Dia menilai program MBG perlu terus diperbaiki apabila ditemukan persoalan dalam pelaksanaannya. Namun, perbaikan tersebut tidak berarti program harus dihentikan.

Ali merujuk pada aksi mahasiswa pada 18 Agustus 2026 yang salah satunya meminta penghentian MBG. Menurut dia, permintaan tersebut perlu dilihat dari kondisi masyarakat yang selama ini merasakan manfaat program tersebut.

“Anak-anak kami butuh MBG,” imbuhnya.

Ali mengakui masih ada sejumlah dapur MBG yang dinilai belum menjalankan program dengan baik.
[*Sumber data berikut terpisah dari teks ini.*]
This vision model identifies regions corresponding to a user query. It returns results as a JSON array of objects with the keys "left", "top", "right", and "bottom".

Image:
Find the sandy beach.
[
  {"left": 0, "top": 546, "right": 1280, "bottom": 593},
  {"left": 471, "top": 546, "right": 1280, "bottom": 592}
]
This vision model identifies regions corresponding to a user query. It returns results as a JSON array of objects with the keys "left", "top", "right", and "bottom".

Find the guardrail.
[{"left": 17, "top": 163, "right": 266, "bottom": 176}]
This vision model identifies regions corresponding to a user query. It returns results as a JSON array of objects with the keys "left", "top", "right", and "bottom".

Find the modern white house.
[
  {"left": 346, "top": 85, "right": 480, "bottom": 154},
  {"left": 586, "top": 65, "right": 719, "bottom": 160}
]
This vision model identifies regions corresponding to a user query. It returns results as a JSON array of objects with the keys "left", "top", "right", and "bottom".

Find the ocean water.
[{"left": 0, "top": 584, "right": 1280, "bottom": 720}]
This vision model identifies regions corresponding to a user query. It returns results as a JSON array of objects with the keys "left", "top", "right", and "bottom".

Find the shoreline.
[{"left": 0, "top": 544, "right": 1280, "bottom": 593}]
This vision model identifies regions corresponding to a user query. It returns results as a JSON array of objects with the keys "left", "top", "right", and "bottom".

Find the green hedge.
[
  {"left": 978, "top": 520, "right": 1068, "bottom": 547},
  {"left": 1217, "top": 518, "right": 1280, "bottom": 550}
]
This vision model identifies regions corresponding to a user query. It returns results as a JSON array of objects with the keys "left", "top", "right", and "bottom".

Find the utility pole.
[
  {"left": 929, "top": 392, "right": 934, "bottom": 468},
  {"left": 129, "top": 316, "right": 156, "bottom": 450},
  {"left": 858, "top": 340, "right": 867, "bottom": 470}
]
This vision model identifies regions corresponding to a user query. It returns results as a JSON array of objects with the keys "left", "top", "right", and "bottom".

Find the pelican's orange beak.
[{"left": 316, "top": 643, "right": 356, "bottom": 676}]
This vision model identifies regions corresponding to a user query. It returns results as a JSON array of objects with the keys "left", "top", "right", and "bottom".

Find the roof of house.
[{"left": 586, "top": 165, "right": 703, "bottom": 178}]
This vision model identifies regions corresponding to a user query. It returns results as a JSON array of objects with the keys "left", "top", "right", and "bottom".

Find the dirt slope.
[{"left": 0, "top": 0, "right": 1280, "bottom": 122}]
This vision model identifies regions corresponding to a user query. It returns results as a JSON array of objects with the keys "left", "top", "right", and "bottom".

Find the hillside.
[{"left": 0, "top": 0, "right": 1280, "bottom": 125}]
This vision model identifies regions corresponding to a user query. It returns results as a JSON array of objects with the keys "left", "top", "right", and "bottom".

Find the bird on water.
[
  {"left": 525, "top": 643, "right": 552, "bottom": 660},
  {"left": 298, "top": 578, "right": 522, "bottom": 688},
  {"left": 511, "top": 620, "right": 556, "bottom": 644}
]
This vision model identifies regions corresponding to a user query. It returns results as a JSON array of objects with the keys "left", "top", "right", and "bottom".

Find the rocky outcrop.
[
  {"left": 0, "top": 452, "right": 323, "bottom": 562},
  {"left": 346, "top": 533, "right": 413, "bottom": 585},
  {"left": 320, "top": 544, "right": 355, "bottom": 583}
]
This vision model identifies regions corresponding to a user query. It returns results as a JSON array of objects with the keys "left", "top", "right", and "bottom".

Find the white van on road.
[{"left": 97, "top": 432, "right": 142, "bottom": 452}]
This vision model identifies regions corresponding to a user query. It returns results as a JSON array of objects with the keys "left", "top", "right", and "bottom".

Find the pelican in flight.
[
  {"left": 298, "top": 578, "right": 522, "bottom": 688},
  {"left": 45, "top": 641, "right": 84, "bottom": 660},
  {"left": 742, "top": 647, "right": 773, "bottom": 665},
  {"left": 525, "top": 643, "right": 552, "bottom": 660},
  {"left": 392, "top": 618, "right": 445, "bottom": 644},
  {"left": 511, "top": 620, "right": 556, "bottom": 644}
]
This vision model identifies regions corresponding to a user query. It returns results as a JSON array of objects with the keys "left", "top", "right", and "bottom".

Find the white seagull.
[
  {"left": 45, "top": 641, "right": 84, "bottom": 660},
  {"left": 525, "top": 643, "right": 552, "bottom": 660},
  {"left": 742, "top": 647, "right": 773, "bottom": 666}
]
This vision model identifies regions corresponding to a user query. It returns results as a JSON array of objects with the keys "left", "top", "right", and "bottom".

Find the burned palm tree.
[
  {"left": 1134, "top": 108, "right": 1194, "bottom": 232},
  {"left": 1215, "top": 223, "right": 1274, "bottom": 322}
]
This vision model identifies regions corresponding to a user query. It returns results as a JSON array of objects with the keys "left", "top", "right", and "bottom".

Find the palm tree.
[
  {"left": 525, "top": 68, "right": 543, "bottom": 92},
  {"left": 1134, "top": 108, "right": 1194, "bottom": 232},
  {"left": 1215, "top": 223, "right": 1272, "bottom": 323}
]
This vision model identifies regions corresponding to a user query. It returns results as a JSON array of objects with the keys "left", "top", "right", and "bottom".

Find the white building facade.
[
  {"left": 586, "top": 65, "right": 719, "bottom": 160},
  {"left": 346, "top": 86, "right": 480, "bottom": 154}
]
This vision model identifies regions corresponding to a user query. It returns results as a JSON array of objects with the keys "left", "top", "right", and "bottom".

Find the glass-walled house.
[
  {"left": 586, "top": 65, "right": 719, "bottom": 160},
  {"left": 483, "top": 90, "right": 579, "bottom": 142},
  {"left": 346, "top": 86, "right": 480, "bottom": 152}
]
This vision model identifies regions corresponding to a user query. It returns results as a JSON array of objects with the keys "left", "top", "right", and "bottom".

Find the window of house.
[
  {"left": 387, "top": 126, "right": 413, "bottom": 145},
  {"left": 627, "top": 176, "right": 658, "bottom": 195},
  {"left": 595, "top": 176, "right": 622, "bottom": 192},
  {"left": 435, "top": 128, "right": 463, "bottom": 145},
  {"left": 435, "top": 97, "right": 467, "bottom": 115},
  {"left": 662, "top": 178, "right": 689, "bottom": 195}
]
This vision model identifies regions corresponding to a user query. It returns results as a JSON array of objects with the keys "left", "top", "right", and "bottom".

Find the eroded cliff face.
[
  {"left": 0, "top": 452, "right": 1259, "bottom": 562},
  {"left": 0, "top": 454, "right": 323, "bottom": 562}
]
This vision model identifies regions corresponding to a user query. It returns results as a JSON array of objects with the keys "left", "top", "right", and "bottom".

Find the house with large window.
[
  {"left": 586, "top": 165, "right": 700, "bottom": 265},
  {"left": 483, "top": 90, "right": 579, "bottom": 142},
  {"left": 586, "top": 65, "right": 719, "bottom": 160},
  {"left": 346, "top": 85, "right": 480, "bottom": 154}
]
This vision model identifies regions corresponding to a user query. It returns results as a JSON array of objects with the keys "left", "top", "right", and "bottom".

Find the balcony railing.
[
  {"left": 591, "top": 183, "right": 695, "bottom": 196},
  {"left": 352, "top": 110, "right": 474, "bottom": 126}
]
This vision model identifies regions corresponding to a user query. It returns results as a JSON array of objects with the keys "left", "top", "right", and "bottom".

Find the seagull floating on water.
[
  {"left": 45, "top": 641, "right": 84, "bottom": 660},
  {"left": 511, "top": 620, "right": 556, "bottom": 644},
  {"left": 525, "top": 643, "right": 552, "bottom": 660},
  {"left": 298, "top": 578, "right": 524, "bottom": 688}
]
Kondisi tersebut, menurut dia, perlu menjadi bahan evaluasi pemerintah.

Dia tidak mempersoalkan evaluasi terhadap dapur MBG yang bermasalah. Namun, evaluasi sebaiknya diarahkan untuk memperbaiki pelaksanaan program, bukan menghentikannya.

“Jadi, bukan dihentikan programnya, tetapi diperbaiki tata kelolanya sehingga program ini bisa betul-betul berjalan semakin baik,” jelasnya.

Menurut Ali, perbaikan dapat dilakukan dengan memperketat pengawasan terhadap kualitas makanan, kebersihan dapur, distribusi, serta memastikan makanan diterima oleh anak-anak yang menjadi sasaran program.

Dia berharap pemerintah tetap membuka ruang bagi masyarakat untuk menyampaikan laporan apabila menemukan persoalan dalam pelaksanaan MBG.

RMP4 berencana membawa sekitar 500 peserta dari Bangkalan ke Jakarta. Mereka akan mengikuti aksi bertajuk “Jaga Indonesia” pada 27 Agustus 2026.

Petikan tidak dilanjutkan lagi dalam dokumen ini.